Editor's note

When analysts at the Grattan Institute set out to calculate the damage the coronavirus lockdowns could do to the jobs market, they expected something bad. But nothing as bad as what they got. In order to triple-check their work they calculated it three different ways.

Their headline finding is that between a sixth and a quarter of Australia’s workforce is likely to be out of work because of the coronavirus shutdown over the next three months.

As shocking as that finding is, it appears to line up with the government’s internal calculations.

When it introduced its coronavirus supplement, it budgeted for an extra one million Australians on welfare. When it introduced the JobKeeper payment, it budgeted on an extra six million Australians being paid to remain in work.

Because newly-idle workers on JobKeeper will still get a salary they won’t be counted as unemployed, and because many of those who do find themselves unemployed will decide not to bother looking for work (to “retire” or refocus on domestic duties) the official unemployment rate won’t climb as high as 25%.

The charts prepared by the Grattan Institute show a peak of 10% to 15%.

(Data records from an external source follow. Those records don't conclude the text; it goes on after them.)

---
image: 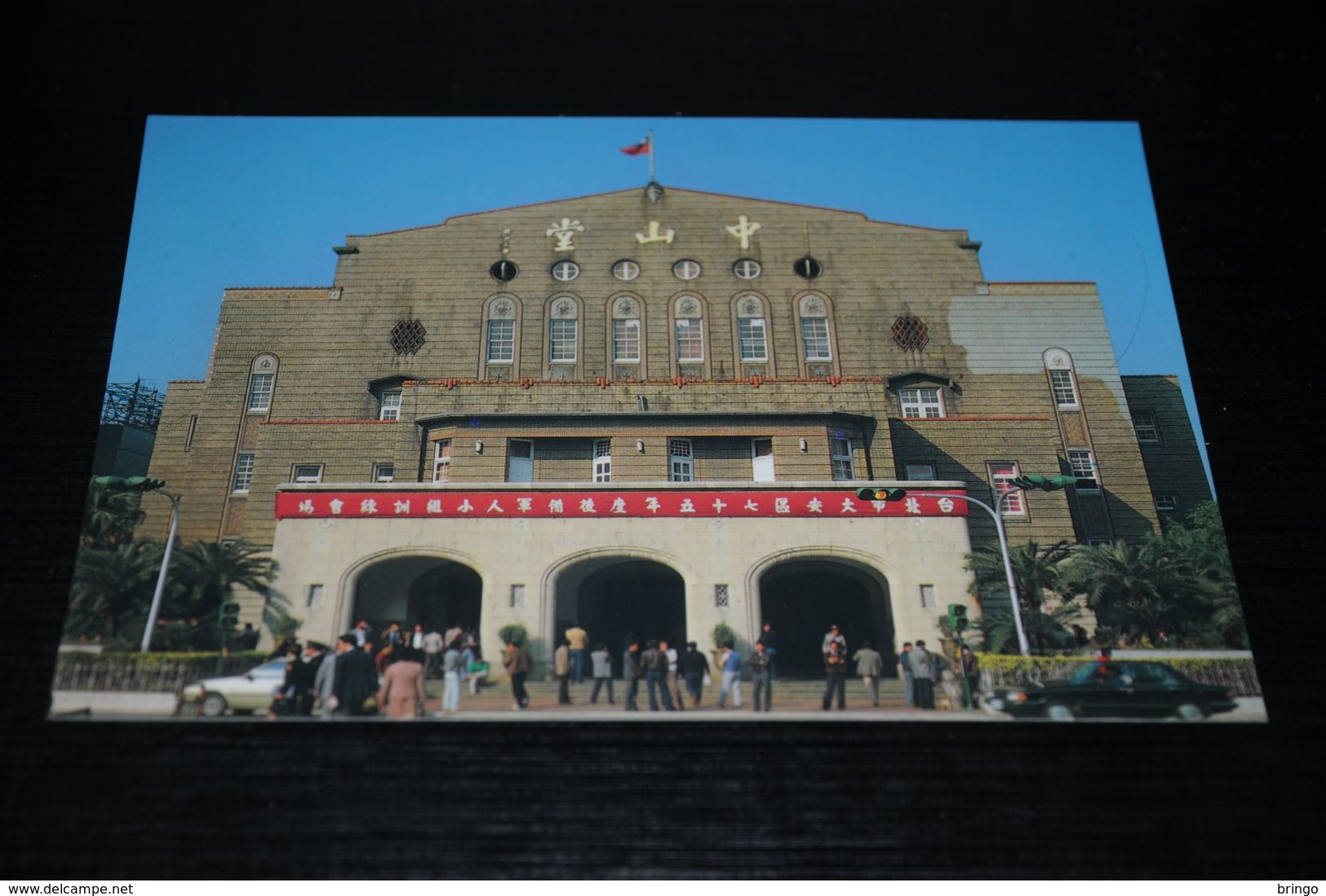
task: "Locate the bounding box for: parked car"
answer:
[175,659,289,716]
[982,660,1236,721]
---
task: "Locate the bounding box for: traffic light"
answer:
[857,489,907,501]
[91,476,166,492]
[948,603,971,631]
[1013,473,1077,492]
[216,601,240,628]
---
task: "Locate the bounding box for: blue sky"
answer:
[108,117,1209,490]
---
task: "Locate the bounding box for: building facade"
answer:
[144,184,1209,673]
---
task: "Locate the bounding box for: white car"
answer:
[176,659,289,716]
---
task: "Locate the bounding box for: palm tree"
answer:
[166,538,288,641]
[65,541,162,639]
[965,541,1073,615]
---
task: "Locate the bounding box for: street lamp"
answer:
[857,473,1077,656]
[91,476,179,654]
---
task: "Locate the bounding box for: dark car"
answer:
[984,660,1236,721]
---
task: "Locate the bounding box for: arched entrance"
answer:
[352,556,484,641]
[756,557,894,677]
[553,557,685,677]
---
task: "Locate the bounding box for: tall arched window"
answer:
[479,295,521,379]
[797,293,838,376]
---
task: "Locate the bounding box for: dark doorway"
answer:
[554,559,685,677]
[352,557,484,646]
[759,559,894,679]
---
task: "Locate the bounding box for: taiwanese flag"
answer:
[622,136,650,155]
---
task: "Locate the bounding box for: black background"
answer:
[0,2,1324,881]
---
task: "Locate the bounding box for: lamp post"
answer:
[93,476,179,654]
[857,473,1077,656]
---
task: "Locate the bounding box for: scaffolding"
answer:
[101,379,166,432]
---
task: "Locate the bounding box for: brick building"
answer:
[144,184,1211,672]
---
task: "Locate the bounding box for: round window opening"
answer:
[792,255,823,280]
[732,259,760,280]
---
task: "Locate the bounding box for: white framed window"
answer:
[1069,448,1101,492]
[751,439,774,482]
[553,261,579,284]
[676,317,704,361]
[920,584,939,610]
[672,259,700,280]
[1050,370,1078,407]
[801,317,833,361]
[667,439,695,482]
[1133,411,1160,441]
[548,319,579,361]
[507,439,534,482]
[232,455,253,492]
[732,259,760,280]
[898,388,944,419]
[248,374,276,411]
[829,439,857,481]
[613,318,641,363]
[738,317,769,361]
[594,439,613,482]
[488,321,516,365]
[432,439,451,482]
[989,460,1027,517]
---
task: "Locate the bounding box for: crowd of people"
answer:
[268,619,490,718]
[261,620,980,718]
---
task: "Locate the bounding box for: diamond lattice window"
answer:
[894,314,929,351]
[391,321,427,355]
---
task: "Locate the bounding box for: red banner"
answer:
[276,489,967,520]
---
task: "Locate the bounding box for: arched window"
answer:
[479,295,520,379]
[797,293,838,376]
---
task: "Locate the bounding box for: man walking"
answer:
[441,641,464,713]
[751,637,773,712]
[501,641,529,709]
[898,641,916,707]
[589,644,615,703]
[825,641,847,712]
[679,641,709,707]
[622,637,641,713]
[641,637,676,712]
[851,641,885,707]
[566,622,589,684]
[331,635,378,716]
[907,641,935,709]
[553,637,571,707]
[719,641,741,709]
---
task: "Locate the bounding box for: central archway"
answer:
[352,556,484,641]
[553,557,685,676]
[757,557,894,677]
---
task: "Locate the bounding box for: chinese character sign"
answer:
[276,488,967,520]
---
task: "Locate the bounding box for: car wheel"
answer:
[1045,703,1073,722]
[1173,703,1207,722]
[199,693,225,716]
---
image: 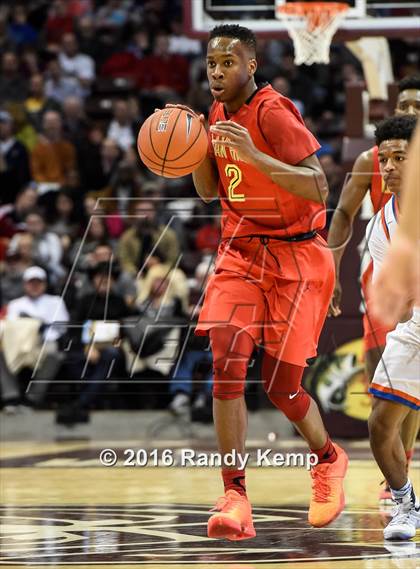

Leavening the bad news is a finding by Francis Markham that the coronavirus supplement will constitute the biggest improvement in Indigenous incomes since the equal pay decisions of the late 1960s and 1970s. It’ll be the first time in a long time the bulk of remote Indigenous Australia has been above the poverty line.

Anyone wanting an early end to the lockdowns and economic damage will get no support from the 118 leading economists who have signed today’s open letter to the prime minister.

They argue callous indifference to life is morally objectionable, and that it would be a mistake to loosen the restrictions for the sake of “the economy”.

“It is wishful thinking to believe we face a choice between a buoyant economy without social distancing and a deep recession with social distancing,” they write.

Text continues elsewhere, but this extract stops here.